School standards minister Stephen Byers, announcing the move at this week's Council for Local Education Authorities annual conference in Buxton, said it would provide a process for judging the attainments of individual schools.
"We are doing this because target-setting has been shown to help raise standards of pupil performance," he said. "There are some local authorities already doing it and they have shown dramatic levels of improvement. Newham is an excellent example of an authority which has done precisely that."
Governing bodies will have to set targets by December 31 for the percentage of pupils achieving five A-C grades at GCSE, at least one GCSE pass and the school's average points score per pupil for those sitting exams in 2000. They will have to publish these in their annual report alongside the actual results attained.
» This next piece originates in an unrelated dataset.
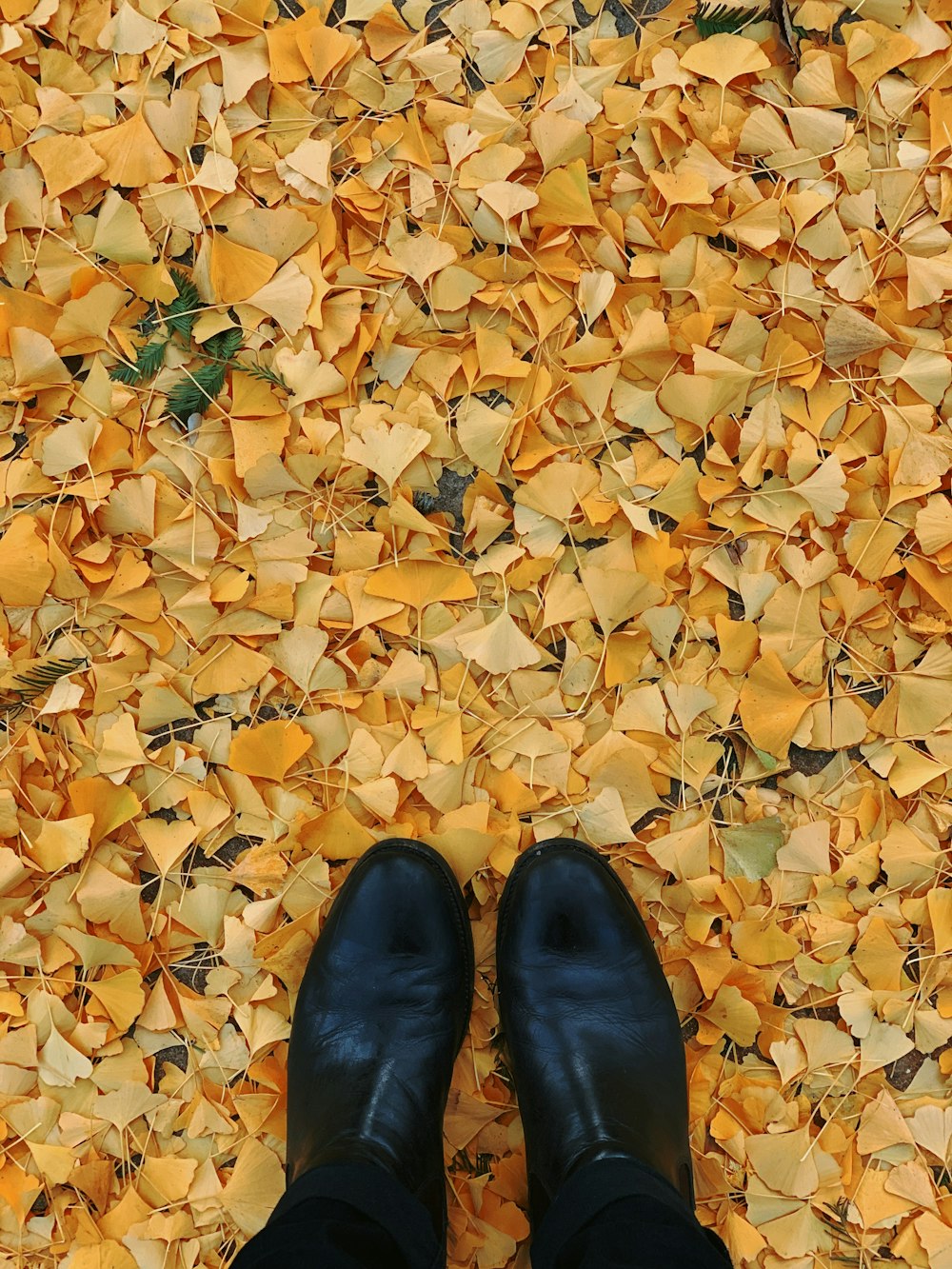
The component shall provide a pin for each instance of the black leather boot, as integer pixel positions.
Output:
(589, 1025)
(381, 1014)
Mr Byers said: "We felt it was particularly important that every school should have a target set for at least one qualification being achieved so no youngster is written off and everyone is given the opportunity to achieve at least one qualification after 11 years of statutory education." Last year 48,000 pupils left school without a formal qualification.
Education authorities will be required to set their own area targets in their education development plan, having regard to individual schools' targets and to the national targets to be announced next month.
Those national targets will prove the key to the whole process - setting the agenda for improvement for education authorities and secondary schools in the same way national key stage 2 targets have for primaries.
Mr Byers promised extra funding and guidance for individual schools. Secondaries have suffered declining funding per pupil ever since 1991.
David Hart, general secretary of the National Association of Head Teachers, said: "We have written to all our secondary members advising them not to agree their targets with local authorities. We regard that as bureaucracy gone mad - it's quite inappropriate. "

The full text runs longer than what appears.